По стихании реактивных явлений после облучения (через 3—4 недели) проводится второй этап лечения — половинная электроэксцизия пораженной части языка. Операция может быть выполнена под местной проводниковой анестезией 2% раствором новокаина, но предпочтение отдается интубационному наркозу. Техника этой операции сводится к максимальному выведению языка из полости рта за шелковые нити, прошитые через передние отделы обеих половинок языка. Для лучшего выведения языка из полости рта можно надсечь уздечку. На удаляемую половину у корня накладывают во всю толщу языка в поперечном направлении кетгутовый шов (с целью лучшего гемостаза). При необходимости иссечения небной дужки ее также прошивают кетгутом дважды и рассекают между швами. Это обеспечивает и лучшую мобилизацию языка. Далее электропунктурой намечают границы иссекаемых тканей и, начиная от кончика, рассекают язык по средней линии. На остающуюся часть языка накладывают кетгутовые швы, формируя сначала подвижную часть, а затем сшивая остающуюся часть языка со слизистой оболочкой дна полости рта на стороне удаления. Отступя кпереди на 0,5—1 см от петлевого шва у корня, удаляемую половину языка пересекают в поперечном направлении и края раны сшивают.
Лишь при очень ограниченных, поверхностных опухолях (I стадия) переднего отдела языка можно достичь успеха, применяя только сочетанную лучевую терапию (дистанционную гамма-терапию и близкофокусную рентгенотерапию), либо электроэксцизию с одновременным введением радиоактивных игл или нитей в ложе и по границе зоны эксцизии.
Третий этап лечения рака слизистой оболочки рака полости рта включает оперативное удаление регионарных лимфатических узлов. Операция производится через 2—3 недели.
Лечение рака дна полости рта в принципе такое же, как раке языка. Но, учитывая анатомические особенности, при лечении первичной опухоли часто приходится ограничиваться сочетанным лучевым методом (дистанционная гамма-терапия с одновременной внутриротовой близкофокусной рентгенотерапией, а при остатках опухоли — внедрение радиоактивных игл или нейлоновых нитей), у некоторых больных может быть применен комбинированный метод, когда вторым этапом осуществляется электроэксцизия опухоли с резекцией прилежащей части языка, альвеолярного отростка или даже фрагмента нижней челюсти.

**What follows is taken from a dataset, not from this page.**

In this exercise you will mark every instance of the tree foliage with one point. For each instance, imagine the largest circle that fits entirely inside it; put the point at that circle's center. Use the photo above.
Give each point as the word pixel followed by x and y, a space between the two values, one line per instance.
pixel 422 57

При излеченности первичной опухоли показано обязательное двустороннее удаление лимфатических узлов шеи (операция Крайля или фасциально-футлярное иссечение).
При раке альвеолярных отростков проводится комбинированное лечение. После дистанционной гамма-терапии в сочетании с близкофокусной рентгенотерапией осуществляется электрохирургическая резекция альвеолярных отростков верхней или нижней челюсти или твердого неба. При этом иссечение должно производиться на расстоянии не менее чем 3 см от края опухоли. Нередко вскрывают полость носа и верхнечелюстной пазухи. Дефекты в твердом небе закрывают обтурирующими протезами.
Прогноз при раке слизистой оболочки полости рта у больных, не подвергающихся лечению, прогноз абсолютно неблагоприятен. Продолжительность жизни от появления первых симптомов до смерти может колебаться от нескольких месяцев до 3—5 лет. При лечении прогноз зависит от формы опухоли (более благоприятен при экзофитных, папиллярных), стадии процесса, локализации (худший при раке задних отделов корня языка) и вида терапии. Наилучшие результаты наблюдаются при комбинированном методе. По сводным данным, стойкое излечение при раке языка (наиболее частой форме) достигается у 30—35% больных. При раке первой стадии с локализацией опухоли в передних отделах языка излечение достигается в 70—73%, при II стадии — в 50—55% случаев.